La maggior parte degli intervistati residenti negli 8 Paesi presi in esame confermano che durante i pasti sono soliti guardare la televisione, specialmente quando pranzano o cenano da soli. Tuttavia, rispetto alla media europea che si attesta al 68%, in Italia la quota di coloro che amano pranzare o cenare davanti alla TV raggiunge l’80% del campione.

Mangio, guardo la TV e parlo al telefono

Il primato nostrano si conferma anche quando si pranza in compagnia del partner o della propria famiglia: l’Italia e il Regno Unito sono gli unici Paesi in cui, anche in questa circostanza, la percentuale dei cittadini che preferisce mangiare davanti allo schermo (68% in Italia e 58% nel Regno Unito), pareggia o supera la percentuale delle coloro che invece preferiscono conversare con i propri commensali.

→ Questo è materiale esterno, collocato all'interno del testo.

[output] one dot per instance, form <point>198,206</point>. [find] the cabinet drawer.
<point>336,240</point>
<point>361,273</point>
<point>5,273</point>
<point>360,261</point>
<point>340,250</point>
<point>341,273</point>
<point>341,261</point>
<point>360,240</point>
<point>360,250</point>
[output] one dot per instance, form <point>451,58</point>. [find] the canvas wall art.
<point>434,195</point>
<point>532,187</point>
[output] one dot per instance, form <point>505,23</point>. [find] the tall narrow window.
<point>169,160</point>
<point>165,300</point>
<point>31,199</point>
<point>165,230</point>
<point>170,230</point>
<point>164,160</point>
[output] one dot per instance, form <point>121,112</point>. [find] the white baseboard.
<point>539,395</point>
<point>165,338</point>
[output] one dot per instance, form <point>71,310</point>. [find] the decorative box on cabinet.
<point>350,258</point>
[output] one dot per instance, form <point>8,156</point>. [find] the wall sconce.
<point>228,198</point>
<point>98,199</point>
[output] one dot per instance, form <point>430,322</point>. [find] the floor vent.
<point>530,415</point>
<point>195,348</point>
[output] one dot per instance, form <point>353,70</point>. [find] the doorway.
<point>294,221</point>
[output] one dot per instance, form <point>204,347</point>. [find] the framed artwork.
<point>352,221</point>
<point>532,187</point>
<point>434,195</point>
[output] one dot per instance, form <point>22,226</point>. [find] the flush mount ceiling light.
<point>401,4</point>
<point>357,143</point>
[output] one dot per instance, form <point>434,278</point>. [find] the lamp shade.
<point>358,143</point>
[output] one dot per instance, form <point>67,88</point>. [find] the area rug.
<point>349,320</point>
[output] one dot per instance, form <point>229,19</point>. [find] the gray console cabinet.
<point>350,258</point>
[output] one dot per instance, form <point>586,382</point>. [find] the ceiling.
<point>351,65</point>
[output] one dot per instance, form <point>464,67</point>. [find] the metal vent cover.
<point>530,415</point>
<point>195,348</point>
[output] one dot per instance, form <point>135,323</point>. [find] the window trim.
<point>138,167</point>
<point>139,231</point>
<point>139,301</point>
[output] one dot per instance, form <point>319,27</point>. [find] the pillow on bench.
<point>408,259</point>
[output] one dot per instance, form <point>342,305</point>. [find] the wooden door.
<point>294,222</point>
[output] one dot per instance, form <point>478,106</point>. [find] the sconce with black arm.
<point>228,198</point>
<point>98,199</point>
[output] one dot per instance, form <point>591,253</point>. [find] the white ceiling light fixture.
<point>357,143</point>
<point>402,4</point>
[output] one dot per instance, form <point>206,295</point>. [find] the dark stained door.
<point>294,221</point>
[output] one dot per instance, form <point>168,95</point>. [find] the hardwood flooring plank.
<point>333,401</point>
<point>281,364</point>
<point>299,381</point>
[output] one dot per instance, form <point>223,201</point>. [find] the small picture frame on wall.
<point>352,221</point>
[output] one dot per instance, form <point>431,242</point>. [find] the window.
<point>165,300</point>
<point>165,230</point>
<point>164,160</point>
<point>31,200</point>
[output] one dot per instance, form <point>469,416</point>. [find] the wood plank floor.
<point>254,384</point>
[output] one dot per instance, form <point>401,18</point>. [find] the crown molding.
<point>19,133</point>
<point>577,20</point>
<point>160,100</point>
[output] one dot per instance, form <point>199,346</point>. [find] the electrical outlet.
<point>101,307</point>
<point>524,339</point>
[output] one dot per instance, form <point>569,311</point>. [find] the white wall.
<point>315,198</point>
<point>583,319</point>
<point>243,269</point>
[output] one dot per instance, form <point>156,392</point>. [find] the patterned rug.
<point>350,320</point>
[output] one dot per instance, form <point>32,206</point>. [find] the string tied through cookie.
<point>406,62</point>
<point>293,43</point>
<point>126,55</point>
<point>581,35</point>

Il numero di connazionali che afferma di utilizzare lo smartphone a tavola è invece in linea con la media europea (32% soli e 10% quando si pranza o si cena in compagnia).

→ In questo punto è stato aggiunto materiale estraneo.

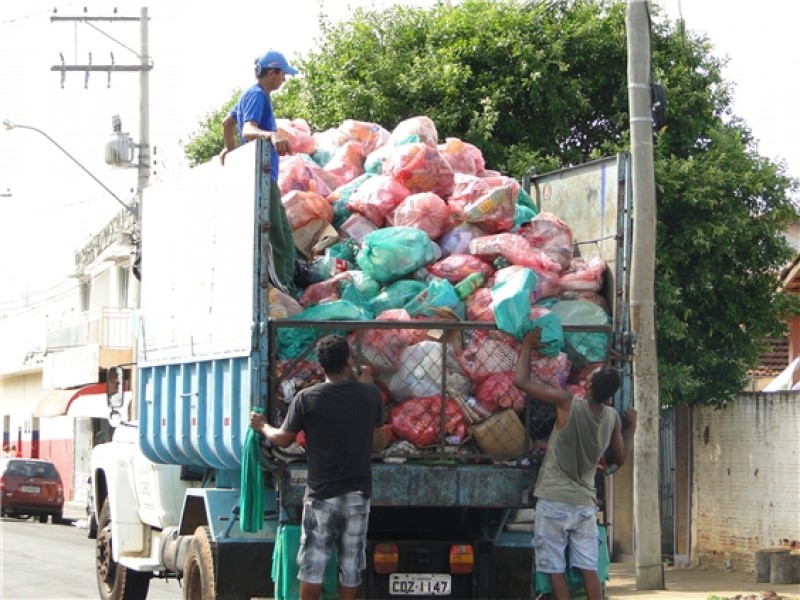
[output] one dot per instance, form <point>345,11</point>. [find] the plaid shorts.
<point>339,522</point>
<point>559,525</point>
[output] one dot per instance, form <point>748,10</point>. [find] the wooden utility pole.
<point>646,517</point>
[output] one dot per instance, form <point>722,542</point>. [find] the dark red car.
<point>30,487</point>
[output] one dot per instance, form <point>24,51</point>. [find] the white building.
<point>55,353</point>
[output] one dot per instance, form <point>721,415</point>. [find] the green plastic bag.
<point>293,342</point>
<point>439,293</point>
<point>392,252</point>
<point>511,302</point>
<point>251,494</point>
<point>395,295</point>
<point>583,346</point>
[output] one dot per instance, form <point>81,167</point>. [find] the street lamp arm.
<point>10,125</point>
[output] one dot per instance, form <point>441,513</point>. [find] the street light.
<point>8,124</point>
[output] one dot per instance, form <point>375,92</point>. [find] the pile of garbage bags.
<point>395,226</point>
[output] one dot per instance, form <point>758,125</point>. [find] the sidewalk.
<point>696,583</point>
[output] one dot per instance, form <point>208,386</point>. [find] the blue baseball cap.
<point>272,59</point>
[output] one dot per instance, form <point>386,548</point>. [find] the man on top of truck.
<point>565,491</point>
<point>338,417</point>
<point>252,115</point>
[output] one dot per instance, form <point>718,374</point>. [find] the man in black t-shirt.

Agli italiani piace il fuoco

Più che alle piastre a induzione, gli italiani si affidano alla tradizionale cucina a gas

Se nel Belpaese c’è una grande sensibilità verso le nuove tecnologie incarnate dallo smartphone, quando si passa ai fornelli la situazione cambia. Meglio la cucina a gas, dicono le statistiche, amata dall’85% del campione italiano di intervistati, superati in questa classifica solo dai cittadini residenti in Romania (91%). Forno elettrico, piastre in ceramica e a induzione sono invece gli apparecchi più diffusi e utilizzati in Germania (90%), Svezia (87%) e Regno Unito (62%). Una concessione viene fatta però al forno a microonde, che il 45% dei nostri connazionali intervistati afferma di utilizzare regolarmente.

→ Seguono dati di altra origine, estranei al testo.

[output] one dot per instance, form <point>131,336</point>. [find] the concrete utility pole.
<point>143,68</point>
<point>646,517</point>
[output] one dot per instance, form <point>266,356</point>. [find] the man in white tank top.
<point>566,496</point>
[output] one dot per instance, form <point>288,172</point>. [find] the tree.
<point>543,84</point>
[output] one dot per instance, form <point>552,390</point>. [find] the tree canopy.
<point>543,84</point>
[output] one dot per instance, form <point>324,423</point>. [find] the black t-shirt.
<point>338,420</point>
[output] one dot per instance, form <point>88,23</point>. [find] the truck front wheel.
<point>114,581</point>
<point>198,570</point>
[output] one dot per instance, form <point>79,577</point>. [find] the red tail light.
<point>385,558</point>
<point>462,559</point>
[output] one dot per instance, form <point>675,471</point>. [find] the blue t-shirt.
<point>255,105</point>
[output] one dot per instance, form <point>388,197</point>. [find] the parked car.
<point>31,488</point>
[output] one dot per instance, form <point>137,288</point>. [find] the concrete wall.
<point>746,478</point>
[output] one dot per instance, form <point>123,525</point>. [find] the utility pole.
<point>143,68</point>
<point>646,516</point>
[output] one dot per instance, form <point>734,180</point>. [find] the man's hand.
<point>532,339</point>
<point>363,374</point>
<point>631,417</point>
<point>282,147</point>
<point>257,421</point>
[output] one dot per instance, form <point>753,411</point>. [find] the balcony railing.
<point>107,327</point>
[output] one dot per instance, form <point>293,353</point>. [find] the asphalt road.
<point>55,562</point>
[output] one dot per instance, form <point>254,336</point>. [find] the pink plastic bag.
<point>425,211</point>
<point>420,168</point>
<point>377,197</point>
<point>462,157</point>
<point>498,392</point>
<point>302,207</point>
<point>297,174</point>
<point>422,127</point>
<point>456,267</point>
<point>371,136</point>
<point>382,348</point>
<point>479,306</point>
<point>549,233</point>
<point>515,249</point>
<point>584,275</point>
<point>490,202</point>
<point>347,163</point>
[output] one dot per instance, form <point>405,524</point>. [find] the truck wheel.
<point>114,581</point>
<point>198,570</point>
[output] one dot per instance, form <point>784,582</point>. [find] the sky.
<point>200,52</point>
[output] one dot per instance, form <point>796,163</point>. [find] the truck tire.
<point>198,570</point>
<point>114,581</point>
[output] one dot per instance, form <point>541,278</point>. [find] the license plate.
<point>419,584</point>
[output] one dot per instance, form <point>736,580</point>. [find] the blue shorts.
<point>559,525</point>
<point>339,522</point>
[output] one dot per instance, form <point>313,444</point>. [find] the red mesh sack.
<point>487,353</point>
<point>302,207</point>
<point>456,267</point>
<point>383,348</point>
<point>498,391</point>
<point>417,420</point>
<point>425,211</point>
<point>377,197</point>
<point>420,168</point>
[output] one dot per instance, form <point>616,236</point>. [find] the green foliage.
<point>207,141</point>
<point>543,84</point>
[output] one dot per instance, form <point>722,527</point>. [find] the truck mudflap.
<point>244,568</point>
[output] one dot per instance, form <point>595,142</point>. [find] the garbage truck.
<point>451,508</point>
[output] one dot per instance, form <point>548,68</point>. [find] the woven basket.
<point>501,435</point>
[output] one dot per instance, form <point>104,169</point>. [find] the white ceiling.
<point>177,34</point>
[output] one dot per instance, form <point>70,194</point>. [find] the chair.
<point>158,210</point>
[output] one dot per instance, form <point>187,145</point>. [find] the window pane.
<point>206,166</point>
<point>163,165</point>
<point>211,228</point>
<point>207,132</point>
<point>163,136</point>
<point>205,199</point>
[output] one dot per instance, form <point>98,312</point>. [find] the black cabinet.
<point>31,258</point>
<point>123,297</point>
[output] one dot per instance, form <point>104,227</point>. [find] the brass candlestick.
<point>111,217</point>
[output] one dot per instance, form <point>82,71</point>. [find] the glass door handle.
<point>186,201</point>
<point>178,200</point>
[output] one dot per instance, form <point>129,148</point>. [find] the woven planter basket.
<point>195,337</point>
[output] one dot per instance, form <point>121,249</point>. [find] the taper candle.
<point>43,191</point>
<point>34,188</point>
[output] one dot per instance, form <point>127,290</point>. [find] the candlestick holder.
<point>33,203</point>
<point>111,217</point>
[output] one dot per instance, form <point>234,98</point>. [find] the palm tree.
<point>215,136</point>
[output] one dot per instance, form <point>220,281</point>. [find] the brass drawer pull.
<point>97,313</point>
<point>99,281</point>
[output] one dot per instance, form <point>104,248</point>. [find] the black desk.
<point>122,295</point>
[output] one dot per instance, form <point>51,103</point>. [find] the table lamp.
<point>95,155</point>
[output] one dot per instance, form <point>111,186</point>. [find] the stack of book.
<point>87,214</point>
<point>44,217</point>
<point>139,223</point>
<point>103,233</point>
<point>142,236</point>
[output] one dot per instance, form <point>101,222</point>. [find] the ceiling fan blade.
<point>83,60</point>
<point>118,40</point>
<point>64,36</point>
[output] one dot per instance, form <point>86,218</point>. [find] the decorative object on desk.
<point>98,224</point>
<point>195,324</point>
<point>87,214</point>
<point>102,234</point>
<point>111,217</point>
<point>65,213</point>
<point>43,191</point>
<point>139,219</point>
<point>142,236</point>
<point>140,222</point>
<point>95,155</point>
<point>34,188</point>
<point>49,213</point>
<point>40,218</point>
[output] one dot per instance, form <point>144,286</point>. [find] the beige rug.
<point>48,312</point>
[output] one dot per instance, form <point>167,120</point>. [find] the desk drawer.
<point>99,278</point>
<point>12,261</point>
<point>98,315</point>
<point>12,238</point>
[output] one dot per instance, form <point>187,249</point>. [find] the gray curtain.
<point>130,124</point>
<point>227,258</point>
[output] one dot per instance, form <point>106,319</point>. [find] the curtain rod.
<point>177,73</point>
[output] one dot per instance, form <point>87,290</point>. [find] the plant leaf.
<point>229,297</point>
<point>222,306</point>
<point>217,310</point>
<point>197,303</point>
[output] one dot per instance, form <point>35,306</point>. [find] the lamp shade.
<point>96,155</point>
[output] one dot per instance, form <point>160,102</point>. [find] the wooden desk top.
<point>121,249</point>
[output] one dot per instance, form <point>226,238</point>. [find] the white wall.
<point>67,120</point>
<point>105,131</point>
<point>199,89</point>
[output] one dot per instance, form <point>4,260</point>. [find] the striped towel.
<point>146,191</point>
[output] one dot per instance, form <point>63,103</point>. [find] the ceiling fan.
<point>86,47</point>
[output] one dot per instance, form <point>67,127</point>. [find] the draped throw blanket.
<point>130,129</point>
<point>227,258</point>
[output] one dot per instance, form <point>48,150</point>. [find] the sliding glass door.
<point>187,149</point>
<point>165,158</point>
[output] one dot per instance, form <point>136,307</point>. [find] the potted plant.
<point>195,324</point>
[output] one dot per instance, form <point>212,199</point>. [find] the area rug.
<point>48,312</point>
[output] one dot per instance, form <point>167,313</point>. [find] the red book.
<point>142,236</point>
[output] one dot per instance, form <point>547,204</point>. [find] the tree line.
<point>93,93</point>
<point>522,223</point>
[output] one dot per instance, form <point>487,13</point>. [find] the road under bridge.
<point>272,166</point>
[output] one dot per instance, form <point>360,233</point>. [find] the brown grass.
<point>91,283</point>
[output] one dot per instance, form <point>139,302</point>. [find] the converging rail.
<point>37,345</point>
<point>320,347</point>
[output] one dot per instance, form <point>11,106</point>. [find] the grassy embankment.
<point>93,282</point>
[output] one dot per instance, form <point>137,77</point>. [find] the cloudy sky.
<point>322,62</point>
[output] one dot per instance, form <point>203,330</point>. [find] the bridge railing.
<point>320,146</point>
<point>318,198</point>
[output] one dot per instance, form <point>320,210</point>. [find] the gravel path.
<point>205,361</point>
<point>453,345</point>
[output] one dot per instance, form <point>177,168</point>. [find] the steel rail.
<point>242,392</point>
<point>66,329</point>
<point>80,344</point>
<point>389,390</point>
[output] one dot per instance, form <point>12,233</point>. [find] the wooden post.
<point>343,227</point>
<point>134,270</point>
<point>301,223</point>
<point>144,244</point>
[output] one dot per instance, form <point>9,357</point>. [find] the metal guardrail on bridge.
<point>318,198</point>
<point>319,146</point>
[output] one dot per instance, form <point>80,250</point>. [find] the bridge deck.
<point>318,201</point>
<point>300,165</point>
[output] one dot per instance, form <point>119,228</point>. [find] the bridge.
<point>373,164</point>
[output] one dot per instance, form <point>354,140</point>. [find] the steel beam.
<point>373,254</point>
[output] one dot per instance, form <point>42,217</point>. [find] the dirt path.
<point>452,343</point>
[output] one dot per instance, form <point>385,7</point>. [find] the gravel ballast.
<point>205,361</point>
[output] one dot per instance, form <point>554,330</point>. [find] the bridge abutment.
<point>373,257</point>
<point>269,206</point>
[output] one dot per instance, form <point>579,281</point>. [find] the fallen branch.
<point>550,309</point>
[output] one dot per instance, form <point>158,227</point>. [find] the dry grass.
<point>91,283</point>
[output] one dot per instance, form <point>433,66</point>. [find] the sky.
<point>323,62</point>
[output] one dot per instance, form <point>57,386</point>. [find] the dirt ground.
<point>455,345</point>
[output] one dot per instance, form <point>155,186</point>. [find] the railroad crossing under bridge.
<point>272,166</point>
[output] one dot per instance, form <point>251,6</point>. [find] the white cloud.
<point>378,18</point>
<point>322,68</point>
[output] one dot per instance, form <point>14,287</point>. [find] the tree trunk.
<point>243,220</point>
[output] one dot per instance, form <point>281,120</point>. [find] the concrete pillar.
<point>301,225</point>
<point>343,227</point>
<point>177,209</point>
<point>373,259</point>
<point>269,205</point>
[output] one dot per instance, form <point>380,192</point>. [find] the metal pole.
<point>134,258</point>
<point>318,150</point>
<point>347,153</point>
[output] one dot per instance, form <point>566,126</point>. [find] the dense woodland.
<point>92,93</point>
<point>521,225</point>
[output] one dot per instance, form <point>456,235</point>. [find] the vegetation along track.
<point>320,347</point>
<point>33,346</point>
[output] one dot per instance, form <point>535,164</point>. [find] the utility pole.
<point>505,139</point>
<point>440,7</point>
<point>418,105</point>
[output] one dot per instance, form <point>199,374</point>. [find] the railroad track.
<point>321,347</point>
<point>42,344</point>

In Italia risultano piuttosto popolari anche i robot da cucina, che da noi sono utilizzati dal 15% degli intervistati, mentre in Germania e Regno Unito rispettivamente dal 6% e dal 4% del campione.

Le  indagini di E.ON, uno specchio dei costumi

La ricerca sull’appeal di smartphone, TV & co. non è la prima  dedicata ad energia e tecnologie svolta da E.ON con Kantar Emnid. L’ultima indagine diffusa risale al luglio e ci informa, tra le altre cose,  che 4 italiani su 10 affronterebbero volentieri una spesa rilevante per migliorare la casa sotto il profilo energetico.